After five years of continuous legal residence in Greece on any qualifying permit, a third-country national may apply for long-term resident status under EU Directive 2003/109/EC as transposed into Greek law. This requires demonstrating uninterrupted physical presence (absences not exceeding six consecutive months or ten months total over the five-year period), stable and sufficient income, comprehensive health-insurance coverage, and, where applicable, basic knowledge of the Greek language and integration into Greek society. The long-term resident permit is issued for an indefinite duration and grants enhanced rights, including broader labour-market access across the EU.

Industry observers note that the question “how difficult is it to get residency in Greece” often depends less on the legal criteria themselves and more on documentary preparation. Rejections frequently stem from incomplete files, expired certificates and failure to demonstrate genuine residence rather than from substantive ineligibility.

How to Apply for a Residence Permit in Greece, Step by Step

The application process for a 5 years residence permit in Greece follows a structured sequence from pre-arrival planning through to biometric card collection. Below is a practical, numbered walkthrough reflecting the 2026 procedural framework.

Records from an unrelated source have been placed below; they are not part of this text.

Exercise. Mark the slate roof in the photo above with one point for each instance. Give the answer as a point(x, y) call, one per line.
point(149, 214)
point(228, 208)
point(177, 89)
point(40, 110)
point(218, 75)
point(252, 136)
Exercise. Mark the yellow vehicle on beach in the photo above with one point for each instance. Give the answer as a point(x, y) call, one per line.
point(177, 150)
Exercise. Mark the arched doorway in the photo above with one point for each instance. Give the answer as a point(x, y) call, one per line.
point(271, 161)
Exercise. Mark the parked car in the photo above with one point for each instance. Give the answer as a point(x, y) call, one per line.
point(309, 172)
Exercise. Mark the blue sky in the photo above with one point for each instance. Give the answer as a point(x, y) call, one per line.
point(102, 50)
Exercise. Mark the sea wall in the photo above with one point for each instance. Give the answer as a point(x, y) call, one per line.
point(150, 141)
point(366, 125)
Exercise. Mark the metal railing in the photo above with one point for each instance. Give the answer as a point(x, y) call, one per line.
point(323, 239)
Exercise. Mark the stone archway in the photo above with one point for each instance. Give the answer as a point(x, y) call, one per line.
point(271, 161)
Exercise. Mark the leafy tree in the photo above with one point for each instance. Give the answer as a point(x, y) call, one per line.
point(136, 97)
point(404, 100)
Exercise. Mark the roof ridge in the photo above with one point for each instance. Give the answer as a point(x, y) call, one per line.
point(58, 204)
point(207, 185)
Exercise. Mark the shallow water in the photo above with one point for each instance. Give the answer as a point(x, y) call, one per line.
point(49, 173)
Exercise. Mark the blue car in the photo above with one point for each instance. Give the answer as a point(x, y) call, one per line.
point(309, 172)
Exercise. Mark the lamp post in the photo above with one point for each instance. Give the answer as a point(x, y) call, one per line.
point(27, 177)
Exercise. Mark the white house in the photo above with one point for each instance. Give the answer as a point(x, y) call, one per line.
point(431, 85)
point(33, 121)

Step 1, Choose Your Route and Prepare Documents

Before travelling to Greece, identify which permit category applies to your circumstances and assemble the required documents (see the full checklist in the next section). If your route requires a national Type D visa, as is now mandatory for several employment and family categories under Law 5275/2026, you must apply at the Greek consulate in your country of residence before entering Greece. Do not enter on a short-stay Schengen visa with the intention of converting it in-country; this workaround has been expressly restricted.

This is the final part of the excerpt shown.